A análise de José Borralho, Presidente executivo & fundador da Consumerchoice Europe
Dos dados apresentados neste barómetro ressalta a enorme carga burocrática com que os empresários ainda continuam a lidar. Quando 56% dos líderes empresariais portugueses colocam a desburocratização acima da saúde, da habitação, dos salários ou até da carga fiscal como prioridade máxima para o país, talvez esteja na altura de aceitarmos uma verdade incómoda: Portugal não bloqueia por falta de talento, mas sim pelo próprio sistema.
Continuamos a viver num país onde abrir, crescer, investir, contratar, licenciar, aprovar ou transformar exige quase sempre mais resistência psicológica do que visão estratégica e é perigosamente incompatível com o mundo atual.
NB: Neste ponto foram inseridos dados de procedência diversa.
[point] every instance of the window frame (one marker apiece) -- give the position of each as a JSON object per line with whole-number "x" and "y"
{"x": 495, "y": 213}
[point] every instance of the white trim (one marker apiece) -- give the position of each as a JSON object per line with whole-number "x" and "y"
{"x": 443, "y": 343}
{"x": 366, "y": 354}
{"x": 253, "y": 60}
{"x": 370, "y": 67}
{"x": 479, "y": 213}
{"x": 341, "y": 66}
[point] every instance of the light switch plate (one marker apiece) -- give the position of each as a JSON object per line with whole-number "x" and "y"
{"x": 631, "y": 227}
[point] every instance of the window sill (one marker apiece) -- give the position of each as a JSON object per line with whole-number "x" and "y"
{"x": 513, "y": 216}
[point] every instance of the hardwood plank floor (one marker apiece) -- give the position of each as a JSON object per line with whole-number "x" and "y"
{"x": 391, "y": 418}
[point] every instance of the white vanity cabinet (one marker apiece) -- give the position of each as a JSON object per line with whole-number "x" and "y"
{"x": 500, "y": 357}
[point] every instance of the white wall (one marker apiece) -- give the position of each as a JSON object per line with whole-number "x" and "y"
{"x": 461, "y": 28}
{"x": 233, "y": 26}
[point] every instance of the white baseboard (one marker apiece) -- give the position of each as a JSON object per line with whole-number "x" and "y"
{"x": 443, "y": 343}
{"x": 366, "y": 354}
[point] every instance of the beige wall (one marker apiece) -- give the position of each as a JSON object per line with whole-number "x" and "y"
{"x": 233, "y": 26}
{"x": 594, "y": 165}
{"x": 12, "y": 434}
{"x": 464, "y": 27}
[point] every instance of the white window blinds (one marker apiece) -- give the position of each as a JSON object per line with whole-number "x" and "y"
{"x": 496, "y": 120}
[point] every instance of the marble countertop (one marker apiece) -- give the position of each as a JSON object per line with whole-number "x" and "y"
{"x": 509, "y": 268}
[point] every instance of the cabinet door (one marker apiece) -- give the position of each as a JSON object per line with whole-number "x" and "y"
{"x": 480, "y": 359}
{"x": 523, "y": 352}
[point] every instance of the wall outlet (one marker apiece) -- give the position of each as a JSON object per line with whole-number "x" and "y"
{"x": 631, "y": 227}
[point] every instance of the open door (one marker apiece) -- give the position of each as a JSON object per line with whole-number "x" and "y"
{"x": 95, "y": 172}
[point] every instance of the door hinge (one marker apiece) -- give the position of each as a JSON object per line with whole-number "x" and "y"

A lentidão administrativa, a complexidade dos processos, a dificuldade de execução e a morosidade da justiça tornaram-se custos invisíveis da economia portuguesa. Custos que não aparecem diretamente nos orçamentos, mas que roubam tempo, energia, inovação e competitividade. Num mercado global onde a velocidade é uma vantagem estratégica, Portugal continua demasiadas vezes preso a uma lógica de autorização, validação, parecer e espera.
E os dados deste estudo são quase irónicos. As empresas querem crescer (mais de 70% antecipam crescimento em 2026), metade planeia aumentar investimento, a prioridade estratégica dominante é expansão de mercado e a burocratização do estado trabalha no sentido inverso.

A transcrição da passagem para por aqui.